From: Mitochondrial-associated metabolic disorders: foundations, pathologies and recent progress

Figure 3

Mutations affecting oxidative phosphorylation are the foundation of mitochondrial-associated metabolic disorders. Mutations (red) in genes critical for mitochondrial processes (green) lead to mitochondrial-associated diseases (blue). Human mtDNA encodes 13 proteins (including subunits of ETC complexes) and 22 tRNAs on a circular genome. A D-loop region is the site of mtDNA polymerase gamma binding.
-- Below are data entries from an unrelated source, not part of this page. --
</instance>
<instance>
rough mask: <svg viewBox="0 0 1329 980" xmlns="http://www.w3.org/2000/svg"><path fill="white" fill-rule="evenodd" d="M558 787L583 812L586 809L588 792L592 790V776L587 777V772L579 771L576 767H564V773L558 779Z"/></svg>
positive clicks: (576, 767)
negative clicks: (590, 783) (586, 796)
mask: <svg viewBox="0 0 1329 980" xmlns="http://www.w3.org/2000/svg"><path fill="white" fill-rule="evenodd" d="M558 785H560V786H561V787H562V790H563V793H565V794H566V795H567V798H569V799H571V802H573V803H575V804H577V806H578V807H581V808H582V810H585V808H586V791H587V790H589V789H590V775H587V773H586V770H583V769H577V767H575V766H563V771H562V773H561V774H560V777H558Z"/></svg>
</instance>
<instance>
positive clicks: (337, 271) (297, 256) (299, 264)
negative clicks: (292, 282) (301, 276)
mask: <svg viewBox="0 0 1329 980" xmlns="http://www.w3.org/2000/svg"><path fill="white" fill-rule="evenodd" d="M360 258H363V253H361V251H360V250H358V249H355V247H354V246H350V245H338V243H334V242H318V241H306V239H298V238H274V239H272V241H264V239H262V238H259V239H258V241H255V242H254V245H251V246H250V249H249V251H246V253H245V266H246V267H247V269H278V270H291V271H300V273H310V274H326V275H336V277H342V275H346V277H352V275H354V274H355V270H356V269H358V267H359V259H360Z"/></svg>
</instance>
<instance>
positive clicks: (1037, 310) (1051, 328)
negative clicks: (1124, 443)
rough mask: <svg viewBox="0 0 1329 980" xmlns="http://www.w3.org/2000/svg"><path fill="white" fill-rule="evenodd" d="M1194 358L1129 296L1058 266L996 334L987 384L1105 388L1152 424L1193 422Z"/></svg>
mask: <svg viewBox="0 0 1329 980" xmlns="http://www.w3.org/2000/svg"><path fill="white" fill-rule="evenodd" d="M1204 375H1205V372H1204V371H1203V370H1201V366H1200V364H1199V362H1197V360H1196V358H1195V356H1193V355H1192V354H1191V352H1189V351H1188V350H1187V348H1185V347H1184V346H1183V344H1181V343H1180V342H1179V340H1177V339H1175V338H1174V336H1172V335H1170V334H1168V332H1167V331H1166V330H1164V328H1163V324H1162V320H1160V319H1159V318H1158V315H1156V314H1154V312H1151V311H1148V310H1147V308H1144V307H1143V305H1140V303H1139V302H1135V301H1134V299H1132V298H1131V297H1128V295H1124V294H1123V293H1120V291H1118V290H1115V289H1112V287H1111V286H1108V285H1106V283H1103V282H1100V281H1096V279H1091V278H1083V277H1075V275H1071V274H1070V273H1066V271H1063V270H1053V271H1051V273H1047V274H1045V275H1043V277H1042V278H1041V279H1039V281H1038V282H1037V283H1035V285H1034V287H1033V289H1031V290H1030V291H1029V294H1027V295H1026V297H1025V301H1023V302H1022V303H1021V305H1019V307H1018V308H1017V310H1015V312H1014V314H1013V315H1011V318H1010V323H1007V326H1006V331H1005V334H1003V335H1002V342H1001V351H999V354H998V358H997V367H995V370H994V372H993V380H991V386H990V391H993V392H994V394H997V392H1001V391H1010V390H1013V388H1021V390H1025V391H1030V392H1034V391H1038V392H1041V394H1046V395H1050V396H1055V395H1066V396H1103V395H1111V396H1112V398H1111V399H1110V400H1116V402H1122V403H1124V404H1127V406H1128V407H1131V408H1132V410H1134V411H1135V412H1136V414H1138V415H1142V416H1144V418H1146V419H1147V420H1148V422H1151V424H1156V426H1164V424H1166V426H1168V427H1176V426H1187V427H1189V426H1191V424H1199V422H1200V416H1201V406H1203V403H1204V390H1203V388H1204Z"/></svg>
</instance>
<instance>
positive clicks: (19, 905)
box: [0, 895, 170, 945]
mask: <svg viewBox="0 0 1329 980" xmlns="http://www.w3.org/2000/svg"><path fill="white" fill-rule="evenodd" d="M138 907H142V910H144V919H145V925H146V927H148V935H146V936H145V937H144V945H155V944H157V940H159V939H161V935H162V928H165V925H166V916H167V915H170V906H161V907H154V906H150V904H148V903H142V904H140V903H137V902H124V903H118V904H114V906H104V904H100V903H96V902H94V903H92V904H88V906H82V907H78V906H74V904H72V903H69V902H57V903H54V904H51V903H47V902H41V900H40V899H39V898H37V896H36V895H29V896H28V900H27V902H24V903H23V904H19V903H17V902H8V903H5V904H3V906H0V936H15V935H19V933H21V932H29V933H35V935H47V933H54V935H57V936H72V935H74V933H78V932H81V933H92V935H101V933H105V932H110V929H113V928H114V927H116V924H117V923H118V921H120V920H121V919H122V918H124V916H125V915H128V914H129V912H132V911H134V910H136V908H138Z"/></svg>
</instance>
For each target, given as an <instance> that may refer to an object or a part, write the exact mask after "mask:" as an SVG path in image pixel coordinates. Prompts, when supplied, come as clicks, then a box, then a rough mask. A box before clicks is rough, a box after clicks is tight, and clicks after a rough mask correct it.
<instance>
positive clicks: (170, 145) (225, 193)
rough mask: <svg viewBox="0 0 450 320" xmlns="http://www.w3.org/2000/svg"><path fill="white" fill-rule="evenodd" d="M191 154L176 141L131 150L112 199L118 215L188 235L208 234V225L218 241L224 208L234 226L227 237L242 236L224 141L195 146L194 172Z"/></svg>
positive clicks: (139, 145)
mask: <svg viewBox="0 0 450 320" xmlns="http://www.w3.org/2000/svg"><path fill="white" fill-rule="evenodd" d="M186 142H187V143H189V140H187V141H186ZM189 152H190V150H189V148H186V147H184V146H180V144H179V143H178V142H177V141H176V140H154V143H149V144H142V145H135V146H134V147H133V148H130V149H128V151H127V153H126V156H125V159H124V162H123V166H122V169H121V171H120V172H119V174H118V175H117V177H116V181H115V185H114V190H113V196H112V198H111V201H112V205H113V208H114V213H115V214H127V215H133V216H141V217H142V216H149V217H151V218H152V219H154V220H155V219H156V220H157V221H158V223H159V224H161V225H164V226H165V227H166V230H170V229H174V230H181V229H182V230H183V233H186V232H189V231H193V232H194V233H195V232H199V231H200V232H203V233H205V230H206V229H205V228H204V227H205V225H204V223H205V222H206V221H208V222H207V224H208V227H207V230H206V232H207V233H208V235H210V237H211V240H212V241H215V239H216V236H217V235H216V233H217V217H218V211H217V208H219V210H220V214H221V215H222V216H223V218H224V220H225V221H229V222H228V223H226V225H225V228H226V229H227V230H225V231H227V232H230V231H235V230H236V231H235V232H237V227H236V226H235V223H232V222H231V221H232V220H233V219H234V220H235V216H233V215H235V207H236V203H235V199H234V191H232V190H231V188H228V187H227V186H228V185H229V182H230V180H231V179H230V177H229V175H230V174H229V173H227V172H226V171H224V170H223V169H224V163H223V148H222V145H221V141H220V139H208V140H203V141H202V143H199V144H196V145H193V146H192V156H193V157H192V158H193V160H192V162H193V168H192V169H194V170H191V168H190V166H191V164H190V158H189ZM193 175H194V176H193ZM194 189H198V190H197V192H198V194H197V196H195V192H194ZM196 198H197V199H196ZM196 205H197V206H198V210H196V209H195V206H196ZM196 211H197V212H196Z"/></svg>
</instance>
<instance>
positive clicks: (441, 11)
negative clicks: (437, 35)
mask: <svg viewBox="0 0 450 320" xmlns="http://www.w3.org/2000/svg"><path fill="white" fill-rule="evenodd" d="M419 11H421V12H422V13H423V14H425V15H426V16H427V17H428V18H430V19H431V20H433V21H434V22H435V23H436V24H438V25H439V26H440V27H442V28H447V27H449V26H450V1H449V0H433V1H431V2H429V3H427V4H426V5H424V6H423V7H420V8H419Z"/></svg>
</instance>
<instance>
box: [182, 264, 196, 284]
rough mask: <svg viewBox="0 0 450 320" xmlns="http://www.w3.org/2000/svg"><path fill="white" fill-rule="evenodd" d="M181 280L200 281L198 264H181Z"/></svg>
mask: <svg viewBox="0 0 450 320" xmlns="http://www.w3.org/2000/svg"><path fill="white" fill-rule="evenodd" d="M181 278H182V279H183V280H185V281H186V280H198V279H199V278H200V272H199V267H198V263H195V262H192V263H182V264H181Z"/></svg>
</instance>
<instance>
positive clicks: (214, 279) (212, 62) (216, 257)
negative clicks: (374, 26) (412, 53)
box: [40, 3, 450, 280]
Mutations within the D-loop region, or in the POLG gene, lead to defects in mtDNA replication and eventually mtDNA depletion. In the case of MNGIE, mutations in the nuclear TYMP gene, which encodes a protein involved in nucleotide synthesis, also lead to defects in mtDNA replication due to an unbalanced nucleotide pool. Mitochondria that have no mtDNA copies can no longer synthesize ETC subunits encoded by the mtDNA, leading to defects in oxidative phosphorylation. In another example of a mutation in a nuclear gene affecting mitochondrial function, mutations in genes encoding proteins required for CoQ synthesis lead to CoQ deficiency and therefore defects in electron transfer in the ETC, resulting in defects in oxidative phosphorylation. Finally, mutations in mtDNA genes themselves, including genes encoding ETC subunits or tRNAs essential for mitochondrial gene expression, lead to defects in the synthesis of ETC protein subunits or non-functional complexes. Such mutations comprise the majority of mutations associated with mitochondrial-associated diseases (excluding POLG mutations), and have been associated with lactic acidosis, MELAS, and mitochondrial myopathies.